Hamas ends truce with Israel

GlobalPost

The military wing of Hamas has announced that they are calling off their de facto two-year truce with Israel following two days of Israeli air strikes on the Gaza Strip.

"There is no longer any truce with the enemy," the organization said in a statement broadcast over a Hamas radio station early on Saturday, according to the Jerusalem Post.

At least 11 Palestinians have been killed and 30 injured in the past 24 hours by attacks from Israeli jets, and four Israelis have been injured by rockets fired into Israel from Gaza, according to Al Jazeera.

Israeli planes have been pounding the Gaza strip in response to the most deadly attack in Israel since 2008.

(More from GlobalPost: Israel launches retaliatory air strikes after gunmen kill 7 (VIDEO))
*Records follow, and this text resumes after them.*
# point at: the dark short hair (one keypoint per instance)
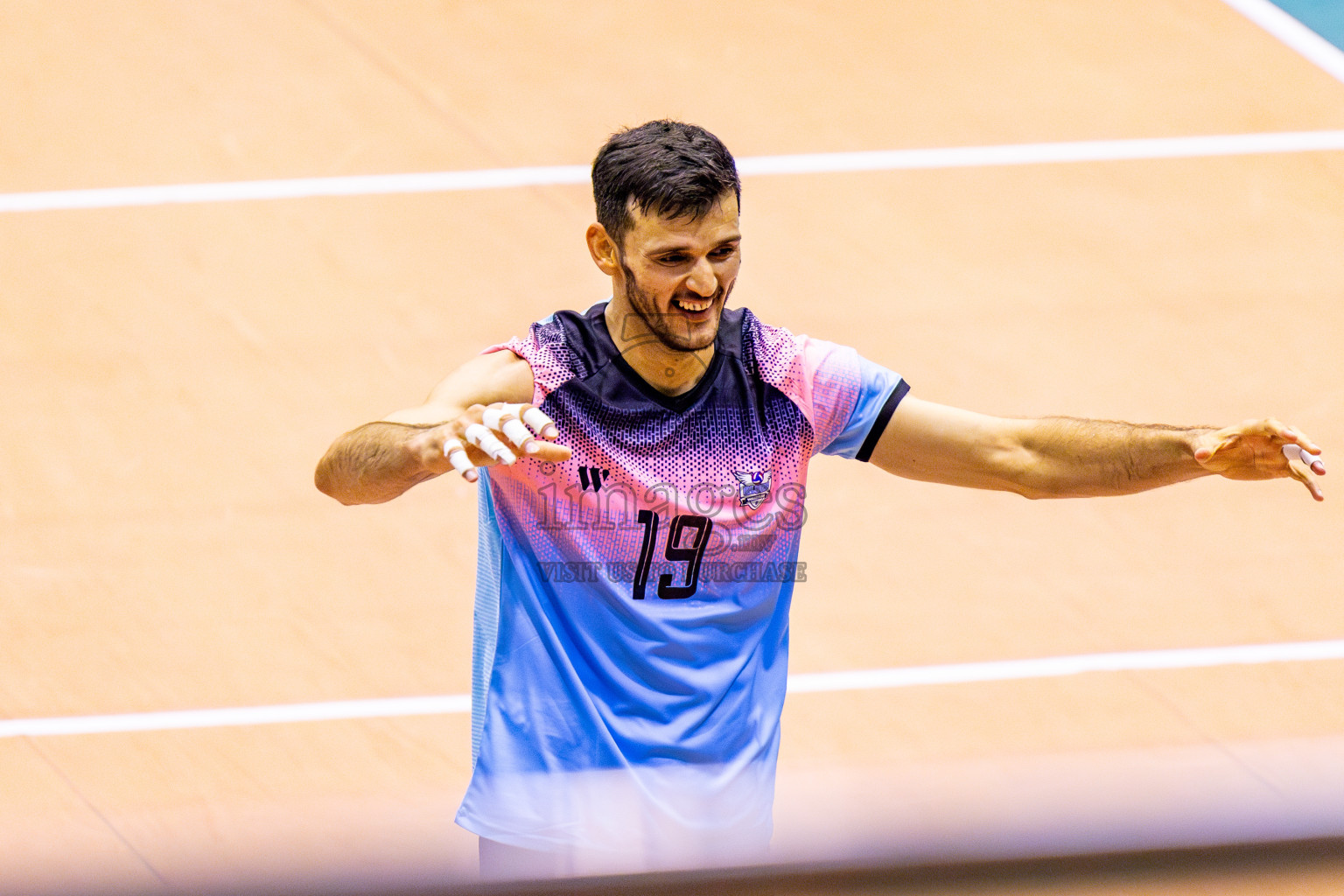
(668, 168)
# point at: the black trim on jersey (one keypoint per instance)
(889, 407)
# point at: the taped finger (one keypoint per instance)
(538, 421)
(484, 439)
(456, 454)
(518, 431)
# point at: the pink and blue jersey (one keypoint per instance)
(632, 607)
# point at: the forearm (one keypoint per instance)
(373, 464)
(1068, 457)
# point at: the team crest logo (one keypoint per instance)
(752, 488)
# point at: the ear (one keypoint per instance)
(602, 248)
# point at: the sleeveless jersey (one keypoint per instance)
(632, 607)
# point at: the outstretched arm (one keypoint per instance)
(379, 461)
(1066, 457)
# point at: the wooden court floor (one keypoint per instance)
(172, 374)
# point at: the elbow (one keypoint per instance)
(328, 484)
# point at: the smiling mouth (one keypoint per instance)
(694, 306)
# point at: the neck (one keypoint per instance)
(668, 369)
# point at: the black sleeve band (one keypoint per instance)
(889, 407)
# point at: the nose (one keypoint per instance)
(702, 281)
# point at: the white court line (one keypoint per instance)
(1293, 32)
(750, 165)
(804, 682)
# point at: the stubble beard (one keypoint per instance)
(664, 326)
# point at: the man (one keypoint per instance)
(641, 514)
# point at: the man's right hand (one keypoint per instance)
(488, 434)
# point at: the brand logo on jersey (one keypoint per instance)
(752, 488)
(593, 476)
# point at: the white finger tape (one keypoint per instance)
(1298, 453)
(536, 419)
(483, 438)
(516, 431)
(456, 454)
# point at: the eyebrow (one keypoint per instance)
(659, 248)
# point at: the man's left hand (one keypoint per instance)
(1254, 451)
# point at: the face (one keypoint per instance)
(676, 274)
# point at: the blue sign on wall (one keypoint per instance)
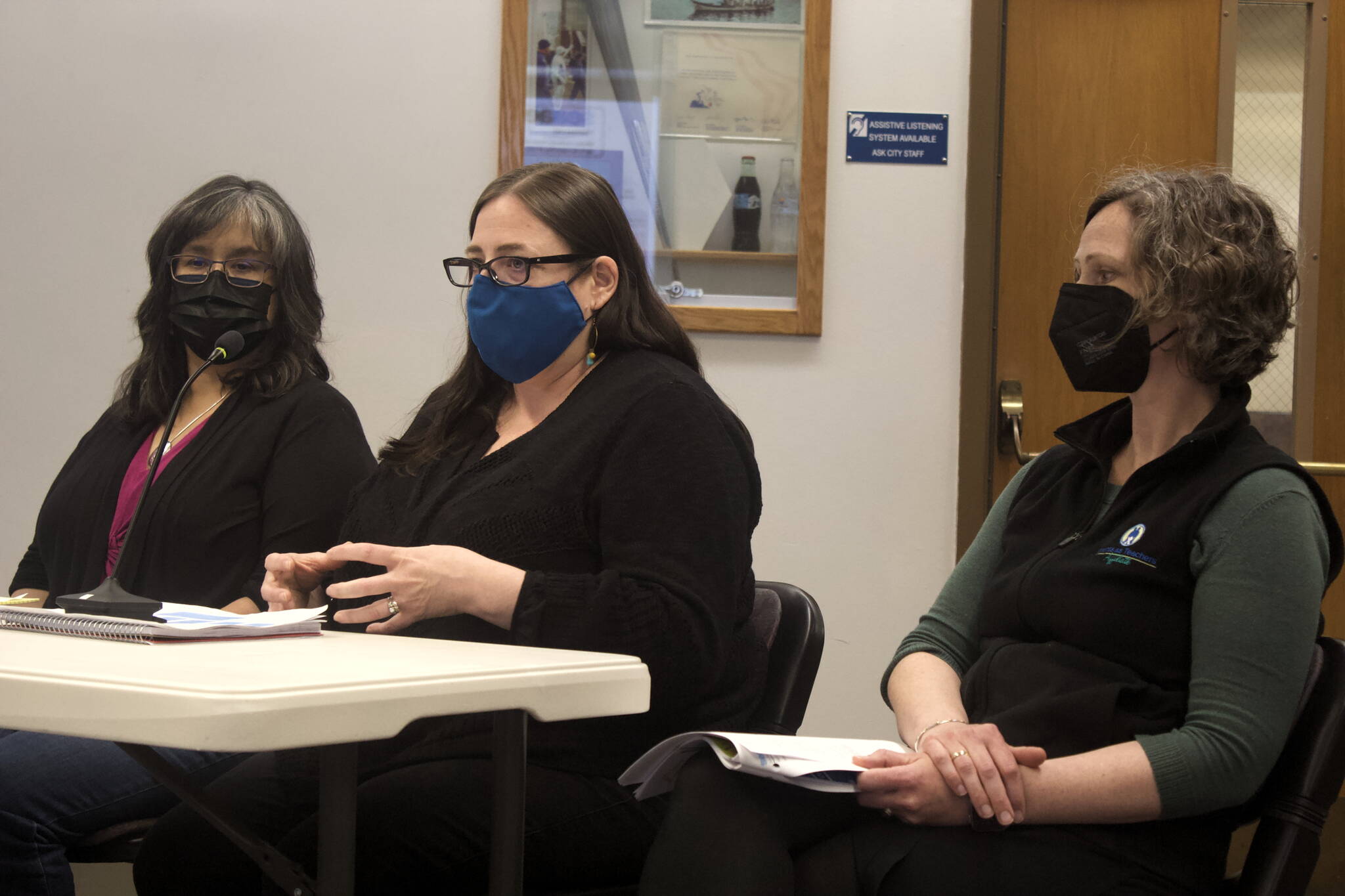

On Thursday, gunmen and suicide bombers killed eight Israelis, including six civilians and two soldiers, in a series of attacks on vehicles north of the Red Sea resort of Eilat. More than 40 Israelis were also wounded.

According to Al Jazeera:

Israel said the attackers had infiltrated from the Hamas-run Gaza Strip and vowed, and officials vowed to "hunt down" the perpetrators. Israeli officials have blamed a Gaza-based militant group called the Popular Resistance Committees (PRC) for Thursday's attacks, although the faction has denied any involvement. The PRC is not affiliated with the Hamas movement that governs Gaza.

Six PRC members, including the group’s military commander, were killed in Israel’s first air strike on Gaza on Thursday, according to the group’s spokesman and medical officials in Gaza.

After Thursday’s attack, the Israeli military killed at least four of the 10 attackers in the desert near the Egyptian border, and possibly two attackers were shot by Egyptian soldiers. However, Egyptian officials said five Egyptian security officers were also killed when Israeli aircraft fired at suspected militants who fled into a crowd of security personnel at the Sinai border.

On Friday, Egypt registered a formal complaint with Israel over the killings of its security officers and demanded an immediate investigation, the New York Times reports. A few hundred people protested outside the Israeli Embassy in Cairo on Friday night, and two Egyptian presidential candidates denounced the deaths.